Quero agardecer-lhes, em nome de todos os brasileiros que lutamos no País contra o golpe que nos privou da democracia, pela importante atuação que vocês vem desenvolvendo. Sem dúvida esse tem sido um extraordinário canal de denúncia do golpe e um elemento essencial para o consenso internacional sobre o fato de que o Brasil possui um governo ilegítimo. Em síntese, vocês têm denunciado o golpe contra a democracia, contra os direitos de nosso povo e contra a nossa soberania.
Estou certa der que esse Encontro enriquecerá ainda mais a luta de vocês. Estejam certos de que essa é a nossa luta, estamos juntos!!!!
Muito obrigada a todos vocês, A DEMOCRACIA É O LADO CERTO DA HISTÓRIA.”
(assina) Dilma Rousseff
Como todo processo político, nosso primeiro encontro não se deu sem desafios. Já no primeiro dia, tivemos grandes debates. Constatamos, tarde demais, que os nomes que trouxemos, apesar de nos oferecerem enorme bagagem, eram majoritariamente de homens brancos. A discussão quase comprometeu os compromissos assumidos com os convidados, mas serviu para pautar, dali em diante, as bases do caminho a seguir juntos: os diálogos, as lutas internas, as alianças e conquistas da militância internacional. O fato é que a diversidade é o que melhor nos representa diante das lutas que travamos.
Tirando nosso desconforto inicial como organizadores, o encontro foi um sucesso e sempre haverá de ser lembrado como o encontro onde concretamente nos fizemos presentes, apertamos as mãos, bebemos juntos, reconhecemos as vozes e as falas reais do que nos mostrava o mundo virtual.
Não há como lembrar daqueles dias sem a perplexidade da notícia do então recente AVC de dona Marisa. Diante do embrutecimento das notícias que chegavam do Brasil e a tristeza profunda das imagens de Lula, para todos nós ali, ficava ainda mais evidente que a luta estava só começando e quão oportuno era o encontro que tínhamos nas mãos.
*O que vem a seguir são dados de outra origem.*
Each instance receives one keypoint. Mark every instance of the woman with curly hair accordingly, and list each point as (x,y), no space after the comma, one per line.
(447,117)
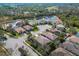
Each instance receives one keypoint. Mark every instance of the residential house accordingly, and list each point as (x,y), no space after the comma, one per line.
(40,44)
(49,35)
(19,30)
(2,39)
(60,27)
(71,47)
(55,31)
(74,39)
(61,52)
(28,27)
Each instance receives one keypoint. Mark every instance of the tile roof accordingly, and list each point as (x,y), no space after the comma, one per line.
(27,27)
(42,40)
(19,30)
(49,35)
(74,39)
(71,47)
(61,52)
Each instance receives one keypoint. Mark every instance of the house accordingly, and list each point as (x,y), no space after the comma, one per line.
(49,35)
(71,47)
(60,27)
(19,30)
(15,23)
(56,20)
(55,31)
(27,27)
(42,40)
(2,39)
(61,52)
(74,39)
(40,44)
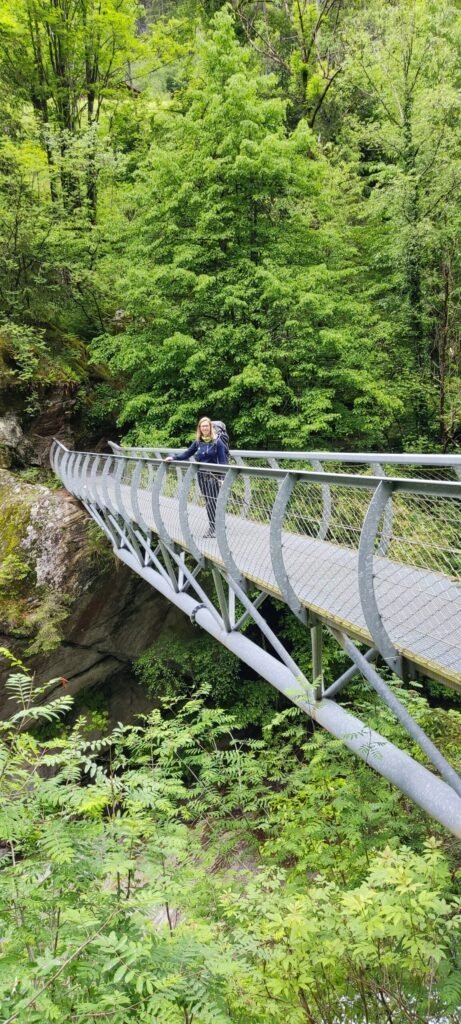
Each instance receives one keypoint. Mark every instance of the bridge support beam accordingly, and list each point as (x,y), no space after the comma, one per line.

Se o Samba da Bênção nos lembra da arte dos encontros, receber os companheiros e companheiras da luta internacional para debater política e o nosso papel enquanto militância internacional nos permitiu enxergar com maior objetividade o que nos move para além do desencanto e dos desencontros. O Coletivo Amsterdam é hoje, como já era há 5 anos, uma resistência majoritariamente de mulheres de várias origens e bagagens, que caminham de mãos dadas a fazer história, criando memórias, lutando e cuidando, fortalecendo o que nos identifica e aprendendo com as nossas diferenças.